Program POPAN-5 provides a parameterization of the Jolly-Seber model (Schwarz and Arnason 1996) that is particularly robust.  The POPAN data type in MARK emulates this model.    Schwarz and Arnason (1996) parameterized the Jolly-Seber model in terms of a super population (N), and the probability of entry (pent in MARK, beta in the paper).  The POPAN data type implements this model in Program MARK.

Four PIMs are created for each group: phi (apparent survival), p (capture probability given the animal is alive and on the study area, i.e., available for capture), pent (probability of entry into the population for this occasion), and N (super-population size).  For t occasions, there are t – 1 phi estimates, t p estimates, t – 1 pent estimates, and 1 N estimate.  The t – 1 pent estimates correspond to the probability of entry for occasions 2, 3, …, t.  The probability of being in the population on the first occasion is equal to pent(0) = 1 – sum(pent(i)).  The MLogit link function provides a constraint that makes the sum of the pent parameters <= 1, with the probability of occurring in the population on the first occasion as 1 – sum(pent(t)).  An example of how to constrain parametes within a MLogit link is also provided.  Convergence of this model is problematic unless the MLogit link function is used with the pent parameters.
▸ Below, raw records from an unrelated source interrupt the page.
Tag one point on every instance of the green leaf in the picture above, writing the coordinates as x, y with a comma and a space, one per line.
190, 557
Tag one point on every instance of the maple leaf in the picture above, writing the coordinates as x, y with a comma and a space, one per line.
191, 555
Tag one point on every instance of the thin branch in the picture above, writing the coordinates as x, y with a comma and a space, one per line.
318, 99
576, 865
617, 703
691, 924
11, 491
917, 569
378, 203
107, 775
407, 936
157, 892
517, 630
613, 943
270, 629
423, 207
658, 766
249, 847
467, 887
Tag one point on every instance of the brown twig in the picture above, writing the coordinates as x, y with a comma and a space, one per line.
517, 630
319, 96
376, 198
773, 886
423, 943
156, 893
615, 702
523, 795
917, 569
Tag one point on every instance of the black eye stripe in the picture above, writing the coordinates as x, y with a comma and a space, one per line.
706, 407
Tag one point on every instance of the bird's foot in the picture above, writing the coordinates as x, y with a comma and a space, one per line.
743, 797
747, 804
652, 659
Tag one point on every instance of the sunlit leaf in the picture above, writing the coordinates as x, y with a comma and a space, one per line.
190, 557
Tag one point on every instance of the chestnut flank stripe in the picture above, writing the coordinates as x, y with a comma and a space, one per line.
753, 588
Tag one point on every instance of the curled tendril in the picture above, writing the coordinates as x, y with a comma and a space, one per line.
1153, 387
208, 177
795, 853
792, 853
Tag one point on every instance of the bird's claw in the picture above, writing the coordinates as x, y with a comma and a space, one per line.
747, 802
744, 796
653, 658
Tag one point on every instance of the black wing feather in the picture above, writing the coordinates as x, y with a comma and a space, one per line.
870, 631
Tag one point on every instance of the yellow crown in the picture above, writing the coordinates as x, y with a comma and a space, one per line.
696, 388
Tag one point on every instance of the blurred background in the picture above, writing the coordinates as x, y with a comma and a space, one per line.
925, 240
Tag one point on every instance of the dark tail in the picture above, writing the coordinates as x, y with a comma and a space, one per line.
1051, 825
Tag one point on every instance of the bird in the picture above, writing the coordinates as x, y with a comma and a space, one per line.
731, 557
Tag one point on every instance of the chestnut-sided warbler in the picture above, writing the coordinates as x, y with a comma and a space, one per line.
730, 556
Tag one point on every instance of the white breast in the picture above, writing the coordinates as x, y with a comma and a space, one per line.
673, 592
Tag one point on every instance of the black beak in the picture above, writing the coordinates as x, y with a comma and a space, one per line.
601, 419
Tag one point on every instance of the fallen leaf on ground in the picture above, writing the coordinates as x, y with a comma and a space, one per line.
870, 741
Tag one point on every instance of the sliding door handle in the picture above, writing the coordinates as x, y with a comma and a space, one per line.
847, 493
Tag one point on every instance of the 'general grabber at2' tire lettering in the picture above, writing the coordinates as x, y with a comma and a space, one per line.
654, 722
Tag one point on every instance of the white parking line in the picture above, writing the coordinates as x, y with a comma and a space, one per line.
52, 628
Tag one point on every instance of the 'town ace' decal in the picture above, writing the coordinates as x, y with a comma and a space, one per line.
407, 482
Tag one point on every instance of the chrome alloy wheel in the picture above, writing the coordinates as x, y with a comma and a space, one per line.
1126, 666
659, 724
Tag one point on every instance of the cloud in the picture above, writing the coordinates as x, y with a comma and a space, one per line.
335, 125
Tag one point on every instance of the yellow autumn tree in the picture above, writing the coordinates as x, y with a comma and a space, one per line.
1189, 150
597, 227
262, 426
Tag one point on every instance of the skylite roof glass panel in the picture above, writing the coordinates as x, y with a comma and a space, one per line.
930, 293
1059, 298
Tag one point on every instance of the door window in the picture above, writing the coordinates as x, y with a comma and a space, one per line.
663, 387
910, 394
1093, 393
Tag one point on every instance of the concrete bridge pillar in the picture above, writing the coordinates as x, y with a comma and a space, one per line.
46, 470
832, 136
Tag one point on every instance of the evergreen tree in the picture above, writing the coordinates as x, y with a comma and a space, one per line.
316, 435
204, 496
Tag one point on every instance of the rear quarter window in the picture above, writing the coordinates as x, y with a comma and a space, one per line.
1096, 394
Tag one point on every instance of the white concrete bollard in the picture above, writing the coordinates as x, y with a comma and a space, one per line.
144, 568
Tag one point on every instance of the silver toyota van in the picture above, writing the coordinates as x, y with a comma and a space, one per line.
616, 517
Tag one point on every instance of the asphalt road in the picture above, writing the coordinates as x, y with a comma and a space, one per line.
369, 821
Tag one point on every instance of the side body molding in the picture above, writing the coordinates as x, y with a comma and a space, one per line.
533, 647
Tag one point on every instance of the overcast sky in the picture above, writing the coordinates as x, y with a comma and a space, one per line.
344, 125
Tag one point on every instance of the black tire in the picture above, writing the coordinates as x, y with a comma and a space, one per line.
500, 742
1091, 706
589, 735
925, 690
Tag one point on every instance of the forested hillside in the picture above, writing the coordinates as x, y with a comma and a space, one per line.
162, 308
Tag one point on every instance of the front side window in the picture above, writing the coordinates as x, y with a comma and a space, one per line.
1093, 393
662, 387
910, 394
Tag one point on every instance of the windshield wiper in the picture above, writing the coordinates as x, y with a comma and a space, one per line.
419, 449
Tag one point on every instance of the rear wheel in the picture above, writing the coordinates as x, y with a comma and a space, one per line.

The number of animals in the population on occasion 1 is N(1) = pent(0) times N.  The number of new animals (births, B) entering the population prior to occasions i = 2, 3, …, t is B(i) = pent(i – 1) times N.  The population size on occasion i = 2, 3, …, t is N(i) = (N(i – 1) – losses on capture) times phi(i – 1) + B(i).  Estimates of the B(i) and N(i) are provided as derived parameters from models with the POPAN data type.  In addition, the N(i) dereived parameters can also be used with model averaging and variance components analyses.

One limitation of the POPAN data type is with the use of individual covariates.  Because the super-populations size (N) estimates the number of animals never captured, this parameter includes animals for which the individual covariate is not known.  Thus, modeling N as a function of individual covariates is inappropriate.  Further, the B(i) and N(i) parameters are functions of N, as well at the pent(i) and phi(i).   Thus, if the pent(i) or phi(i) are modeled as functions of individual covariates, the derived parameters will also be functions of these individual covariates, creating a illogical estimate.  The best strategy for use of individual covariates with the POPAN data type is to use the mean values of the individual covariates for providing the estimates of the real and derived parameters.

Link and Barker (2003) reparameterized the Schwarz and Arnason (1996) parameterization in the Link-Barker data type, with the pent parameter replaced by the recruitment (f) parameter.  Burnham’s Jolly-Seber model is also a competing model available in MARK.  None of these 3 models have the same likelihood, so AIC values are not comparable among these models.  Note, however, that the Link-Barker data type and the Pradel recruitment data types do have the same likelihood, so AIC values are comparable among the Link-Barker and Pradel data types.